Capture news from RTHK news website with BeautifulSoup

In [None]:
from bs4 import BeautifulSoup
import requests
import csv
import re
from calendar import monthrange
import warnings

warnings.filterwarnings('ignore')
warnings.simplefilter('ignore')
year=2020

def number_of_days_in_month(year=2020, month=2):
    return monthrange(year, month)[1]



def capture(year=2021):
    domain = "https://news.rthk.hk"
    csv_file = open(f'RTHK_news_{year}.csv', 'w', encoding="utf-8")
    csv_writer = csv.writer(csv_file)
    csv_writer.writerow(['Title','Corpus'])
    for i in range(1,13):
        num_of_days = number_of_days_in_month(year, i)
        print(f"Capturing month {str(i)}")
        if len(str(i))<2:        
            month = "0"+str(i)

        for j in range(1,num_of_days):
            day = str(j)
            if len(day)<2:
                day = "0"+day

            link = f'https://news.rthk.hk/rthk/en/news-archive.htm?archive_year={year}&archive_month={month}&archive_day={day}&archive_cat=8'        
            source = requests.get(link).text
            soup = BeautifulSoup(source, 'lxml')

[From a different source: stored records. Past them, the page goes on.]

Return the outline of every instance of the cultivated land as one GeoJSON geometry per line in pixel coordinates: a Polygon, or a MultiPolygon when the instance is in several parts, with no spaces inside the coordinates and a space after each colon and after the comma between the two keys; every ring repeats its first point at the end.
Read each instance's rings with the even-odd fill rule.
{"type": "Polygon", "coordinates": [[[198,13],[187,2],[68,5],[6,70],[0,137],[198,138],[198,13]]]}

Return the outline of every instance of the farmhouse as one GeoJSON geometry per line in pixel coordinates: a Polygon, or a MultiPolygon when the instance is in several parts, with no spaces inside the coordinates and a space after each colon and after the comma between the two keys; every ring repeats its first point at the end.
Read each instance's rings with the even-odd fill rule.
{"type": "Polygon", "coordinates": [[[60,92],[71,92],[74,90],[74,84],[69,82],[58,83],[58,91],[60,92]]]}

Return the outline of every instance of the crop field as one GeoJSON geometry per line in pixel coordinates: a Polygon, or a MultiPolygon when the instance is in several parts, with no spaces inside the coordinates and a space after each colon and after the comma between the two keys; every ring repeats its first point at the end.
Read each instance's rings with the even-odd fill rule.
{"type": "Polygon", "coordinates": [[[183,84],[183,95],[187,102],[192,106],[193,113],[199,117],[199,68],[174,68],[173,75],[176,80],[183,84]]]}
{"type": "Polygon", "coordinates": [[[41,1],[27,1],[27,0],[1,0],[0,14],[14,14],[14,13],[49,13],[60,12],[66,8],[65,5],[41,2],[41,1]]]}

            for span in soup.find_all('span',class_='title'):
                corpus_link = domain+span.a.attrs['href']

                # get corpus
                source = requests.get(corpus_link).text
                soup = BeautifulSoup(source, 'lxml')

                div = soup.find('div')
                div_cls = div.find('div',class_='itemFullText')
                div_totext = str(div_cls.prettify())


                remove_tag = re.compile('<.*?>')
                unformat_text = re.sub(remove_tag,'',div_totext)
                plain_text = re.sub('\s+', ' ', unformat_text)                       
                csv_writer.writerow([str(span.a.contents[0]),str(plain_text)])

    csv_file.close()
#capture(year)

<br>
<br>
<br>
Load RTHK news of 2020

In [None]:
import pandas as pd

def readcsv(file):
    RTHK_news = pd.read_csv(file, encoding = "utf-8")
    return RTHK_news

RTHK_news = readcsv("RTHK_news_2020_old.csv")
print(len(RTHK_news))
RTHK_news.head()

<br>
<br>
<br>
Remove unnecessary text and feature with regular expression

In [None]:
import re

# process with regular expression
a = RTHK_news.Corpus

# remove synatx like ______________________________ Last updated: 2021-01-02 HKT 17:10 
a = a.map(lambda x: re.sub('[_]+\s[A-Za-z]+\s[a-z]+:\s[-0-9]+\s[A-Z]+\s[:0-9]+',"", x))

# remove all punctuation
a = a.map(lambda x: re.sub('[”“–,\.!?\"\(\)\-\[\]\{\};:|<>@$%^&*_~\`]',"", x))

# remove all digit
a = a.map(lambda x: re.sub('[0-9]+',"", x))

# remove all double space
a = a.map(lambda x: re.sub('\s+', ' ', x))

# all lower case
a = a.map(lambda x: x.lower())

# replace ’ with '
a = a.map(lambda x: re.sub('’',"'", x))

# replace 'news reporter'  with  news reporter
a = a.map(lambda x: re.sub('\'(([a-z]+\s)*[a-z]+)\'',r'\1',x))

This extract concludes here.